Liquidity and Capitalization
As of December 31, 2008, MBIA Insurance Corporation held approximately $1.1 billion in cash and cash equivalents and an additional $1.4 billion of short-term investments. Its investment portfolio remains well diversified, liquid and of average Double-A-rated credit quality. As of the same date, the Corporate segment of MBIA Inc. had $95 million in cash and cash equivalents and an additional $321 million of short-term investments after deploying $600 million to enhance the liquidity of the ALM portfolio in November. The total is approximately equal to holding company debt service requirements for the next five years.
The Company enhanced the liquidity of the ALM business throughout 2008 by selling assets, accessing cash and liquidity resources of the Corporate segment of the holding company, MBIA Inc., and establishing an intercompany repurchase agreement facility with MBIA Insurance Corporation under which MBIA Inc. can transfer ALM assets to MBIA Insurance Corporation for up to $2 billion in cash. As a result of these actions, the Company believes that its resources, along with cash flows generated from the ALM assets will adequately provide for the cash outflows and collateral posting requirements of the business, irrespective of ratings.
As a result of the ALM asset portfolio rebalancing activities that took place in the second and third quarters of 2008 and other steps taken to enhance the liquidity of the ALM program, the Company was well positioned to absorb the impact of Moody’s downgrade of MBIA Insurance Corporation to Baa1 on November 7, 2008. Following the downgrade, $5.5 billion of Guaranteed Investment Contract (GIC) liabilities were terminated in accordance with their terms. As of December 31, 2008, MBIA had $12.0 billion in remaining outstanding liabilities related to its ALM business, of which $2.4 billion were terminable GICs and $2.6 billion were intercompany and inter-segment liabilities. The $2.4 billion in terminable GICs were eligible to be terminated by the GIC holders, but the GIC holders did not exercise their option to do so. Assets totaled $11.4 billion at December 31, 2008, excluding unrealized losses. Cash and short-term investments in the ALM portfolio totaled $3.8 billion at December 31, 2008, an amount sufficient to fund all potential GIC terminations. The remaining $9.6 billion in ALM liabilities consists of medium-term notes (MTNs) issued by MBIA Global Funding, LLC, (GFL), intercompany and inter-segment liabilities, term repurchase agreements and GICs that are not subject to termination provisions or collateralization upon a further downgrade.

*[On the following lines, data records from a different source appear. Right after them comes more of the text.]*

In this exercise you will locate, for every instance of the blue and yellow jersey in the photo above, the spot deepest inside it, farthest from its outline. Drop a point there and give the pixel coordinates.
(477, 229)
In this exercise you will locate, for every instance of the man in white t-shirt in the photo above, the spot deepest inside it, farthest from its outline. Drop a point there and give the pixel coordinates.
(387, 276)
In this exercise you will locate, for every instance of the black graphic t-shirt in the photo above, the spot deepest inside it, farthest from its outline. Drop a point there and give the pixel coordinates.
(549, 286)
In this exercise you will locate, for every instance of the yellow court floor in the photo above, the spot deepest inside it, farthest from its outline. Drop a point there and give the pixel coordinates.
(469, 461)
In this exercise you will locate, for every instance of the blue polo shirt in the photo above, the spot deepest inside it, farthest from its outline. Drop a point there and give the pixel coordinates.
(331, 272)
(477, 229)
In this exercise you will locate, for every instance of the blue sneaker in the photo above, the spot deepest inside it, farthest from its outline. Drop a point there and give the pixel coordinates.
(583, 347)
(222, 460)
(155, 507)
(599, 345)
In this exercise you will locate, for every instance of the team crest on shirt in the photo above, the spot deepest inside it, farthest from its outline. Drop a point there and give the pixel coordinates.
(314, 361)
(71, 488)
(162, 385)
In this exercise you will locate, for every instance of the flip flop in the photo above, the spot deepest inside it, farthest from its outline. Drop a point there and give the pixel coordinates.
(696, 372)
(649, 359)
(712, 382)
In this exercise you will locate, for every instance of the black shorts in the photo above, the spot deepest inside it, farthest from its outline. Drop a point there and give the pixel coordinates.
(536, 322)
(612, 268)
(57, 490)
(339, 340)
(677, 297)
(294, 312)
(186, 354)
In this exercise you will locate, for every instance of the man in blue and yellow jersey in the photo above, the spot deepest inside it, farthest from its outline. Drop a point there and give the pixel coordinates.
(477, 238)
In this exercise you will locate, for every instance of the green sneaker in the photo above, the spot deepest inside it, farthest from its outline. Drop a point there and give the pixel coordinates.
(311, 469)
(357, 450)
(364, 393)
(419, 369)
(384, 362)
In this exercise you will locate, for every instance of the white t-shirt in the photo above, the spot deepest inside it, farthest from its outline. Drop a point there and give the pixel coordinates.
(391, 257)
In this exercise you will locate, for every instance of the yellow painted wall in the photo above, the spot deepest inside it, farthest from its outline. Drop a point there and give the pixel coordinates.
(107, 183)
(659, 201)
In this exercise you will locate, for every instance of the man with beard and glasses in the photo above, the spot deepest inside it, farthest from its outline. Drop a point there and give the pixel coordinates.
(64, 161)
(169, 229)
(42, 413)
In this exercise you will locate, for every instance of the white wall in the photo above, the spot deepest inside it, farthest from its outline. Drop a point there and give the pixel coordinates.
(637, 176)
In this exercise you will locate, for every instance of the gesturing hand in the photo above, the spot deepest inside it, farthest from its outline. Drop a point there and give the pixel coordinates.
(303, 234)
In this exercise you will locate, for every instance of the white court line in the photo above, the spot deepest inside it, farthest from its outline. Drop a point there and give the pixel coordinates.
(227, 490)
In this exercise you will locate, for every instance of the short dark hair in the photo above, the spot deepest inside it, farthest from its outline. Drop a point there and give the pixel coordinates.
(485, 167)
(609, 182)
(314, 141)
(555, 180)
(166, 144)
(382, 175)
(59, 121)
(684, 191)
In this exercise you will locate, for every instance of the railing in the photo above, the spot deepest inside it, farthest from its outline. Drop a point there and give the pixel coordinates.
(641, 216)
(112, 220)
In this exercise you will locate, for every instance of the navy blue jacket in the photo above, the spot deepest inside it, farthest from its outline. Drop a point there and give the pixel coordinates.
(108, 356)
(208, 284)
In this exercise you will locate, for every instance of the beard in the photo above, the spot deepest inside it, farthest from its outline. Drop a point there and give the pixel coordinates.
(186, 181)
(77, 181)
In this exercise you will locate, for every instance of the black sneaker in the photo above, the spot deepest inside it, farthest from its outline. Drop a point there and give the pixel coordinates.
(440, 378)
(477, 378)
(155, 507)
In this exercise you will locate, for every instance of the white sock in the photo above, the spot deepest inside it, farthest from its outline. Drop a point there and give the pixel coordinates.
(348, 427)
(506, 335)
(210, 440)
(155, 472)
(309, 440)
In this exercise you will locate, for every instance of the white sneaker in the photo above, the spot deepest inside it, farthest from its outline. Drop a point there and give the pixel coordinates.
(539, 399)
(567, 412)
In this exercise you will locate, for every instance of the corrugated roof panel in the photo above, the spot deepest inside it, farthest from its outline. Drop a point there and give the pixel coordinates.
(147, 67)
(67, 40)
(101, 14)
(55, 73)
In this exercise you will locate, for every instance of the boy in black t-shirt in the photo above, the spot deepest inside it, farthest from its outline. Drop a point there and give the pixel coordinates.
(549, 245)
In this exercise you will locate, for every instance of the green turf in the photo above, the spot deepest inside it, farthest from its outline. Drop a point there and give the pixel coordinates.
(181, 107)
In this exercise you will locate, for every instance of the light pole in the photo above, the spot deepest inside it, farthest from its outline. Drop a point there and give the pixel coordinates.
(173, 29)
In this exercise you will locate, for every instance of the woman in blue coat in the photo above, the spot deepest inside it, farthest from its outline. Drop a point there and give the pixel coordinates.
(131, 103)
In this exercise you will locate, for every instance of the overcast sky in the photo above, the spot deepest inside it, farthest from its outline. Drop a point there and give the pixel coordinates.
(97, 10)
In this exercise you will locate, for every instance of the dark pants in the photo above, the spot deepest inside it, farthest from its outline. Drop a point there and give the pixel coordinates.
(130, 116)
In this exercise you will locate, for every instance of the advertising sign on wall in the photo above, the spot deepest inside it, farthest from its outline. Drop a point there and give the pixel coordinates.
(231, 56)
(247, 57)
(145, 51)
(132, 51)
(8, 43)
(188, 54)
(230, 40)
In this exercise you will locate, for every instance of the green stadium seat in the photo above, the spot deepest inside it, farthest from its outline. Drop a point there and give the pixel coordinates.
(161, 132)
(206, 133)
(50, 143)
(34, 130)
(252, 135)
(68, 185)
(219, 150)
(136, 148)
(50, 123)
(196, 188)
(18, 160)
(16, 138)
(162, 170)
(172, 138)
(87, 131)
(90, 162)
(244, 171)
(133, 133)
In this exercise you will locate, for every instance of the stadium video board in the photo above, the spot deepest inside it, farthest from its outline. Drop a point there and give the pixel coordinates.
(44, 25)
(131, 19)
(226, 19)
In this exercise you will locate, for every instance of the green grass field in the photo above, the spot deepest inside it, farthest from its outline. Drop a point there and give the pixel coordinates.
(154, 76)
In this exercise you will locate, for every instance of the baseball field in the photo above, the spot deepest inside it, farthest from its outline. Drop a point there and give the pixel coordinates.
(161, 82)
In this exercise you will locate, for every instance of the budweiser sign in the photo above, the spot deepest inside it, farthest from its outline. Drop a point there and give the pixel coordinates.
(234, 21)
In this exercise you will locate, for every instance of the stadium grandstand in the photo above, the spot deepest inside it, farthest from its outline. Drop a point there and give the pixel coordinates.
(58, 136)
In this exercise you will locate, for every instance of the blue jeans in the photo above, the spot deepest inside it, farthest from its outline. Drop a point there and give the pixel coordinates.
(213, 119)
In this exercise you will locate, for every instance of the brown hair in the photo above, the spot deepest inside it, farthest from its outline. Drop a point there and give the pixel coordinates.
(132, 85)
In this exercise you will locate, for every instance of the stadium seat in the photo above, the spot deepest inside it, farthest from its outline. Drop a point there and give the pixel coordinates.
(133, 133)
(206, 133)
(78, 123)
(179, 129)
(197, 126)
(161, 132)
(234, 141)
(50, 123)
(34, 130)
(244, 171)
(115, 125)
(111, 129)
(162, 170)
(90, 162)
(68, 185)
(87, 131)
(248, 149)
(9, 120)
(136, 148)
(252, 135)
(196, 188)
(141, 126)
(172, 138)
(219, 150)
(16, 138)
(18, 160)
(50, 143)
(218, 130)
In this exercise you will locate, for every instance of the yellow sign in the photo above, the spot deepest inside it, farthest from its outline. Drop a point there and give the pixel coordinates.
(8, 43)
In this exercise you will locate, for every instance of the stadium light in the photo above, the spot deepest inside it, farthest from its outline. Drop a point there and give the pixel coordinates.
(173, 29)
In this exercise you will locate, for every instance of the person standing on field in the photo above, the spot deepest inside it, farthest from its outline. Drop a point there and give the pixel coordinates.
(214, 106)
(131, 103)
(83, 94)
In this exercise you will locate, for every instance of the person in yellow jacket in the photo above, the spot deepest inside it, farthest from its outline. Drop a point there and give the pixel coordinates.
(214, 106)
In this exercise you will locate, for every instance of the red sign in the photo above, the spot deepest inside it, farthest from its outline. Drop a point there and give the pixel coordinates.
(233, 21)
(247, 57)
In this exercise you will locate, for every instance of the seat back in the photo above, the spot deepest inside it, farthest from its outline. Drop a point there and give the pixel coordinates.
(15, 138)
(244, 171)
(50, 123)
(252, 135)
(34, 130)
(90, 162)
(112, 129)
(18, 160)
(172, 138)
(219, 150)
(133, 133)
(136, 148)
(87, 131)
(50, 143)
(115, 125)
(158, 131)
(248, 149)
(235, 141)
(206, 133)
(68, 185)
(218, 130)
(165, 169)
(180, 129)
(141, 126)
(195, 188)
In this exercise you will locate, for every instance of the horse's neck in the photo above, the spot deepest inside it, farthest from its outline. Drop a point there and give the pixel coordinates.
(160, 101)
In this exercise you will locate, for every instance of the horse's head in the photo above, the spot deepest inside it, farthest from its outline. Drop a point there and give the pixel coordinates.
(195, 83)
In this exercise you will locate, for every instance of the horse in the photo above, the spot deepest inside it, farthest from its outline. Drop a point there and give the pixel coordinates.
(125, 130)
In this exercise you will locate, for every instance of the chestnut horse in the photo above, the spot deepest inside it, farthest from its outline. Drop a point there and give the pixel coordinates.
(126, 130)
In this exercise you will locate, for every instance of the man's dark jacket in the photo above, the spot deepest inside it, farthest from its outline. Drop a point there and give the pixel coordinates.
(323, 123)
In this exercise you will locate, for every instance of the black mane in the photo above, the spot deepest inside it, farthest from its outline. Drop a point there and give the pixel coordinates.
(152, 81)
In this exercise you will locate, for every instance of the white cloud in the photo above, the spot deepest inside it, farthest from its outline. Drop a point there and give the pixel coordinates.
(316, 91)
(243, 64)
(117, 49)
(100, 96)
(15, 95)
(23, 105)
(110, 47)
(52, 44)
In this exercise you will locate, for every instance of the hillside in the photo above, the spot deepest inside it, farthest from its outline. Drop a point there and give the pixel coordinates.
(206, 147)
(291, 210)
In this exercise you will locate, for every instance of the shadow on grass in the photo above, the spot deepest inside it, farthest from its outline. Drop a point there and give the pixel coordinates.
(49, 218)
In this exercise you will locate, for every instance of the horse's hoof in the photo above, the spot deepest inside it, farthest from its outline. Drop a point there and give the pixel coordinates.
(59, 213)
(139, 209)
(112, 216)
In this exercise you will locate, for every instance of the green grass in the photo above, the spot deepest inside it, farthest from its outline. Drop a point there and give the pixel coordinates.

In the fourth quarter, MBIA exercised its put option on its Committed Preferred Custodial Trust facility and sold to the related trusts $400 million of the perpetual preferred stock of MBIA Insurance Corporation. On December 22, 2008, the trusts distributed their assets to their investors and were dissolved. MBIA subsequently paid $12 million to repurchase perpetual preferred stock with a liquidation preference of $125 million. MBIA Insurance Corporation’s claims-paying resources totaled $15.0 billion at December 31, 2008 up $414 million from December 31, 2007, reflecting proceeds received from surplus notes and equity offerings offset by claims on insured second lien RMBS and the commutation of certain insured credit derivatives.
MBIA Inc. maintained a $500 million revolving credit line with a group of highly rated banks which was scheduled to expire in May 2011. The facility contained certain covenants related to the Company’s net worth and leverage whose calculation were affected by the Company's mark-to-market adjustments on insured derivatives, among other things. The Company had been seeking to amend the terms of the facility to exclude mark-to-market adjustments on insured credit derivatives from the definition of net worth. After consideration of the terms and conditions required to obtain such an amendment, MBIA elected to terminate the facility effective February 27, 2009. There were no outstanding borrowings under the credit line, and there were no early termination fees or premiums paid as a result of MBIA’s decision to terminate the facility.